Last February, Rick and I attended the Campus ministry conference in Gatlinburg. The speaker talked on the book of Job. (I also think that I posted a video on my very first post from that weekend) The main point of the whole weekend was asking God to break you - but don't ask if you are not ready for what God is going to do. I took that message to heart and really prayed and thought about where I am in my Christian walk with God and I eventually did pray 'God, use me, break me, I want to become wholly yours'.
Nothing happened right away and I have honestly forgot that prayer. Until yesterday. Every time I would think about not going, the phrase 'break me Lord, break me for You' kept popping into my mind.
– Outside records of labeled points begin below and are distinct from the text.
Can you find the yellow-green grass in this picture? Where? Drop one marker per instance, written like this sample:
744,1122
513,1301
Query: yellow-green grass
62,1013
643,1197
I prayed for the Lord to use me and now I have the perfect opportunity to step out of my comfort zone and completely rely on God. And I am scared to death and just want to take back my prayer and tell God to get someone else.
Another phrase keeps coming back to me 'for such a time as this . . . ' I have often wondered and questioned God about why did I live in Haiti for 12 years and then just end up living in Charleston WV living the American way of life. Why did God let my family go through all that pain just to end up back in the USA? I think that maybe I have my answer - for a time such as this. I have the resources of knowing the language and being familiar with the culture and people. This is my time to use what I have to live for God the way that He has prepared me.
My stomach has been all queasy, and I haven't been eating much. All of my stressing out and over-thinking has given me a constant headache for the past 3 days. I am ready to just go - start helping and quit thinking - just do.
I truly believe that God is working in my life right now. I am excited to go back to my home country. I am also scared out of my mind.
Pray for me.
You and your family will be in my prayers my friend, with the rest of Haiti! I know how crippling fear can be; I will be praying for you to overcome it! This is such a great opportunity you have been given, and I applaud your willingness to listen to God's voice and obey. Keep us updated as you can. Love you my friend so much!